Parliament rose Friday to salute a former member of the SS Waffen — a Nazi fighting unit — and only the Speaker of the House took responsibility for Canada becoming an international laughingstock.
"On Friday, September 22, in my remarks following the address of the President of Ukraine, I recognized an individual in the gallery," said Speaker Anthony Rota.
"I have subsequently become aware of more information which causes me to regret my decision to do so."
All House parties, Senate groups and foreign dignitaries gave Yaroslav Hunka, 98, a standing ovation for his efforts against the Russians then and now.
"He's a Ukrainian hero — a Canadian hero — and we thank him for all his service," claimed Rota at the time.
He recognized Hunka for his supposed service in the 'First Division' of the Ukrainian National Army before immigrating to Canada.
But military affairs reporter, David Pugliese, said no such 'First Division' existed during WWII.
As reported by esprit de corps, Adolf Hitler’s 14th Waffen SS Division Galicia concealed their SS connection in the final days of WWII by renaming themselves the First Division Ukrainian National Army.
As many as 2,000 Waffen SS soldiers of Ukrainian heritage sought refuge in Canada under false pretense to avoid prosecution.
Pugliese said these soldiers had voluntarily served the Nazi war machine and "eagerly signed up" to join the SS Waffen and commit alleged war crimes.
They fought the Polish Home Army in WWII, crushed the Slovak National Uprising and hunted down anti-Nazi partisans in Slovenia.
"I wish to make clear that no one, including fellow parliamentarians and the Ukraine delegation, was aware of my intention or of my remarks before I delivered them," claimed Rota in a statement issued Sunday.
Prime Minister Justin Trudeau welcomed Hunka as an honoured guest during Ukraine President Volodymyr Zelensky's visit to Canada.
However, Rota claimed the fault for inviting Hunka "was entirely my own," given he is a resident from the Speaker’s riding.
"I accept full responsibility for my actions," he added, extending his "deepest apologies" to Canada’s Jewish communities for the grave misstep.
NDP House leader Peter Julian recommended to the Commons Monday that Rota resign as Speaker for inviting a Nazi to Parliament.
"He alone has the privilege of recognizing visitors in the gallery. […] Although we appreciate the apology made by the Speaker, we regretfully and sadly say that that’s not enough," he said.
"I believe a sacred trust has been broken.

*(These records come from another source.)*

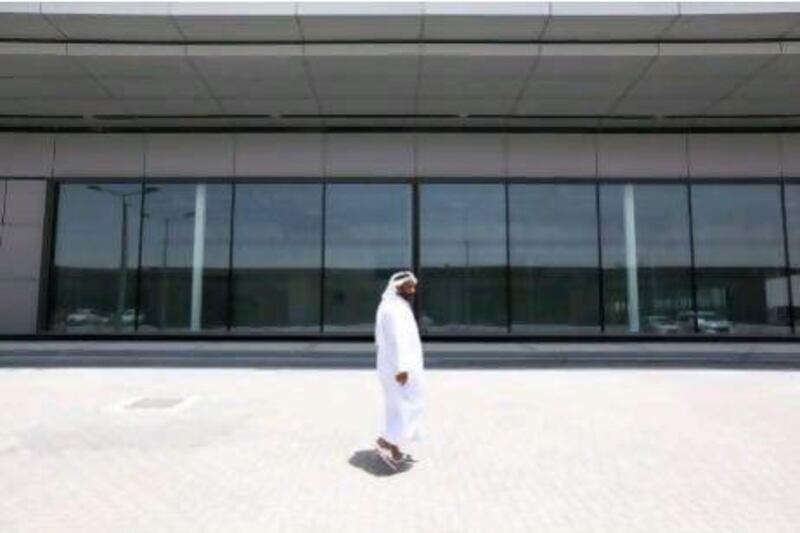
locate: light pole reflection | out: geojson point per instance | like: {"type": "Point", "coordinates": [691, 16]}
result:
{"type": "Point", "coordinates": [122, 286]}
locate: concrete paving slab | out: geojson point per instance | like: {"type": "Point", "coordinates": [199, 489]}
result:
{"type": "Point", "coordinates": [253, 450]}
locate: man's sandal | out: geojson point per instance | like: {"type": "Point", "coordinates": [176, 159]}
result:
{"type": "Point", "coordinates": [386, 456]}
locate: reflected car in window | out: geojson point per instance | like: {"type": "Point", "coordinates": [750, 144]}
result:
{"type": "Point", "coordinates": [660, 324]}
{"type": "Point", "coordinates": [707, 322]}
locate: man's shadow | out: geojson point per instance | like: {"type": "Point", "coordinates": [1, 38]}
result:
{"type": "Point", "coordinates": [369, 462]}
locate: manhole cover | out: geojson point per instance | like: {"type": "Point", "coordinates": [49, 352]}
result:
{"type": "Point", "coordinates": [154, 403]}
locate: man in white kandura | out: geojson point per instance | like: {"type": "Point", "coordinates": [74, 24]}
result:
{"type": "Point", "coordinates": [400, 366]}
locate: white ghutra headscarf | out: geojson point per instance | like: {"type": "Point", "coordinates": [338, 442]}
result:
{"type": "Point", "coordinates": [396, 280]}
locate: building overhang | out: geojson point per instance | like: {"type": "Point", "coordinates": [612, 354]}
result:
{"type": "Point", "coordinates": [421, 65]}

It’s for that reason […] that I don’t believe you can continue in this role."
Liberal House leader Karina Gould, who also issued a comment on the incident, took a photo with Hunka while exiting the chamber on Friday.

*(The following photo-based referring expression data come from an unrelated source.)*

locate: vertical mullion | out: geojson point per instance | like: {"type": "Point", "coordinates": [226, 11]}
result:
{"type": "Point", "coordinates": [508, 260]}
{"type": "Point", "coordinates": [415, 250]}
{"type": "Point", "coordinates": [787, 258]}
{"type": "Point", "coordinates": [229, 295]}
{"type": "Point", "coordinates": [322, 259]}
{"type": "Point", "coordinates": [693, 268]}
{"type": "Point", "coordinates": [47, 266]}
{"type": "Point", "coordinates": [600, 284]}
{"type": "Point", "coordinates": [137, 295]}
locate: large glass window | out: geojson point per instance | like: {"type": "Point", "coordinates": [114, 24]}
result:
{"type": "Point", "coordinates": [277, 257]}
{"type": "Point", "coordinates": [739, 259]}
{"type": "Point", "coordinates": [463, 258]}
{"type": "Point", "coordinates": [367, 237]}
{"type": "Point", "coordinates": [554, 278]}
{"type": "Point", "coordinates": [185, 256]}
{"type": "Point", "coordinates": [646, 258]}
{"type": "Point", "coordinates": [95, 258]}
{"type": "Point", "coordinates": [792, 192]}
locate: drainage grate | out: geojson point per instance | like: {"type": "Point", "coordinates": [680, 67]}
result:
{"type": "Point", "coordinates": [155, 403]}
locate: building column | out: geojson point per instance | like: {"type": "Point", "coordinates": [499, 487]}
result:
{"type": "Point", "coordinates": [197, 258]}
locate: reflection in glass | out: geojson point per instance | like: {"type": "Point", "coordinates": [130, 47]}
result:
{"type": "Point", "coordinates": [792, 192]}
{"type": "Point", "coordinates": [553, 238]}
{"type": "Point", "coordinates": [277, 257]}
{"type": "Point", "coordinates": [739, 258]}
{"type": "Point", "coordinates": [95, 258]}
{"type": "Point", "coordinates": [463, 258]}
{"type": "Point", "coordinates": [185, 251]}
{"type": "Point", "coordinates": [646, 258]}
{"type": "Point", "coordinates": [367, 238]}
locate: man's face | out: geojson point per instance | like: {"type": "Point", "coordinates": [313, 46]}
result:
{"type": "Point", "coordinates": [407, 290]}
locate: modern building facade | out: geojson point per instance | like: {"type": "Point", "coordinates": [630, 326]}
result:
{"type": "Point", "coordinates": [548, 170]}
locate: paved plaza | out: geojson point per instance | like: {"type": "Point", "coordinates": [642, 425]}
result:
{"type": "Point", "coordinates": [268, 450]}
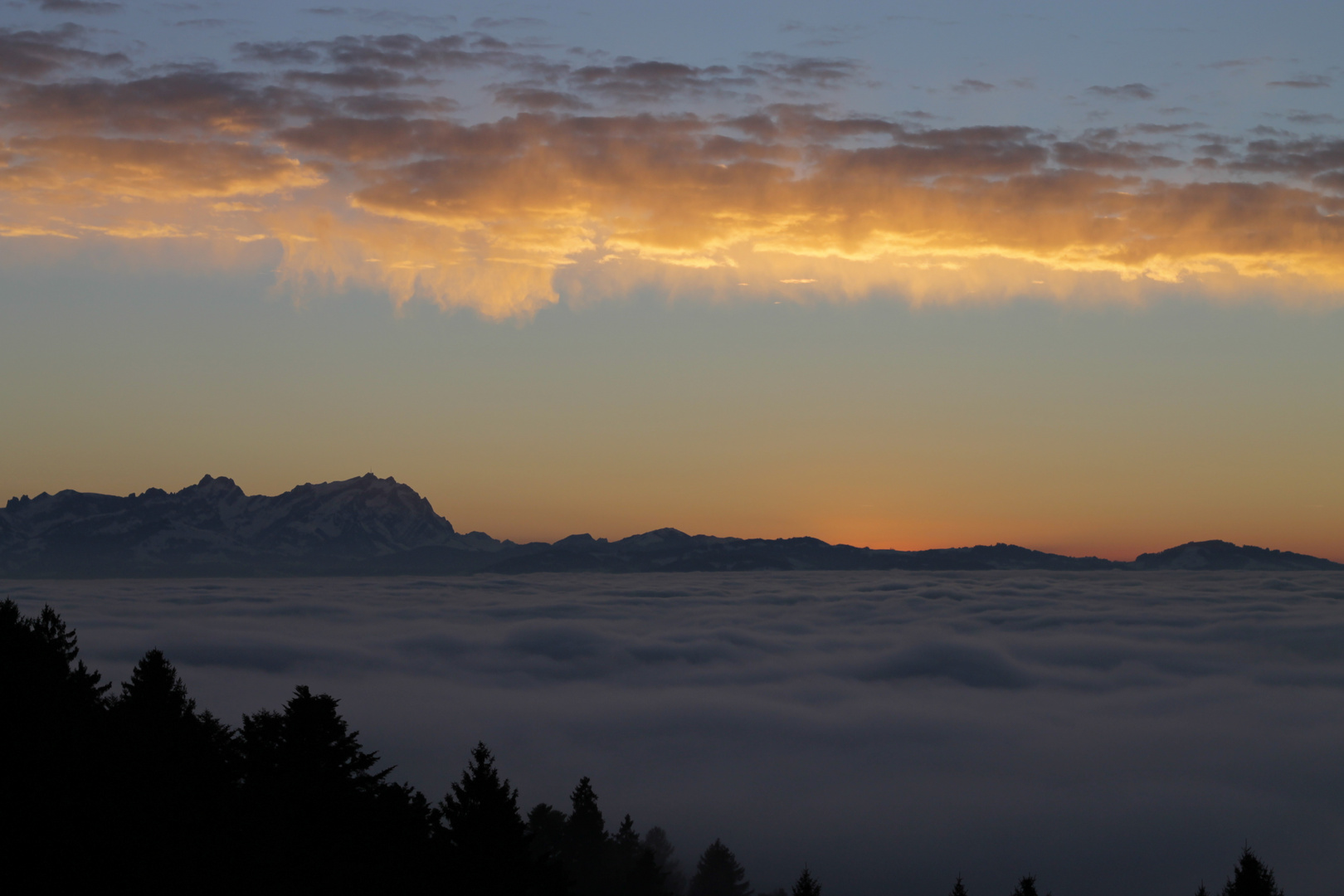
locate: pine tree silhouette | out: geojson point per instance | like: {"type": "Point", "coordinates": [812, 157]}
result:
{"type": "Point", "coordinates": [320, 818]}
{"type": "Point", "coordinates": [1252, 878]}
{"type": "Point", "coordinates": [51, 709]}
{"type": "Point", "coordinates": [656, 841]}
{"type": "Point", "coordinates": [171, 779]}
{"type": "Point", "coordinates": [718, 874]}
{"type": "Point", "coordinates": [806, 884]}
{"type": "Point", "coordinates": [587, 841]}
{"type": "Point", "coordinates": [485, 839]}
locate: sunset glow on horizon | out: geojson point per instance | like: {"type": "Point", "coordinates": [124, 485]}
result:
{"type": "Point", "coordinates": [913, 281]}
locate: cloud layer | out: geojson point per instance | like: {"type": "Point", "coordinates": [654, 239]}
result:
{"type": "Point", "coordinates": [353, 158]}
{"type": "Point", "coordinates": [1112, 733]}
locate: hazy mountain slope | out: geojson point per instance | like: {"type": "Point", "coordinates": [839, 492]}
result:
{"type": "Point", "coordinates": [378, 527]}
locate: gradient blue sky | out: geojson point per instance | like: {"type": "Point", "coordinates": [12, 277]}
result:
{"type": "Point", "coordinates": [1058, 275]}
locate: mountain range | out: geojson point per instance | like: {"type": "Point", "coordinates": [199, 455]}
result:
{"type": "Point", "coordinates": [371, 525]}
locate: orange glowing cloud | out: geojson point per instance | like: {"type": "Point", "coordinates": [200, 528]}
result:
{"type": "Point", "coordinates": [502, 217]}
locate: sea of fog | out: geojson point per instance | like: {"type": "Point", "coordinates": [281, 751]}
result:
{"type": "Point", "coordinates": [1112, 733]}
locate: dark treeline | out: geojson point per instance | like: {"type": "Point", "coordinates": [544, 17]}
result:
{"type": "Point", "coordinates": [140, 789]}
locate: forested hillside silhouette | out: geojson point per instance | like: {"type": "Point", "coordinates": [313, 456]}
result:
{"type": "Point", "coordinates": [139, 789]}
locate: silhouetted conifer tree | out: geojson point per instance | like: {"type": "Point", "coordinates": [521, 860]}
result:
{"type": "Point", "coordinates": [1252, 878]}
{"type": "Point", "coordinates": [806, 884]}
{"type": "Point", "coordinates": [320, 817]}
{"type": "Point", "coordinates": [485, 835]}
{"type": "Point", "coordinates": [171, 779]}
{"type": "Point", "coordinates": [546, 832]}
{"type": "Point", "coordinates": [718, 874]}
{"type": "Point", "coordinates": [656, 841]}
{"type": "Point", "coordinates": [587, 841]}
{"type": "Point", "coordinates": [50, 750]}
{"type": "Point", "coordinates": [1025, 887]}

She claimed not to have known his identity having relied on information provided solely by the Speaker.
"The Speaker has now made it clear that he was responsible for inviting this individual to the House. The government played no role," she claimed.
"The PM did not meet him. I did not know he would be there. I am deeply troubled that this happened."
Conservative MP Michelle Rempel Garner called out the federal government for the lack of oversight, stating the Speaker "shouldn’t be the sole scapegoat for this."
"It's impossible the PMO didn't know about and approve this person's invitation and honour," she said.
"Like all MPs, I had no further information than the Speaker provided. Exiting the Chamber I walked by the individual and took a photo," replied Gould.
"As a descendant of Jewish Holocaust survivors I would ask all parliamentarians to stop politicizing an issue troubling to many, myself included."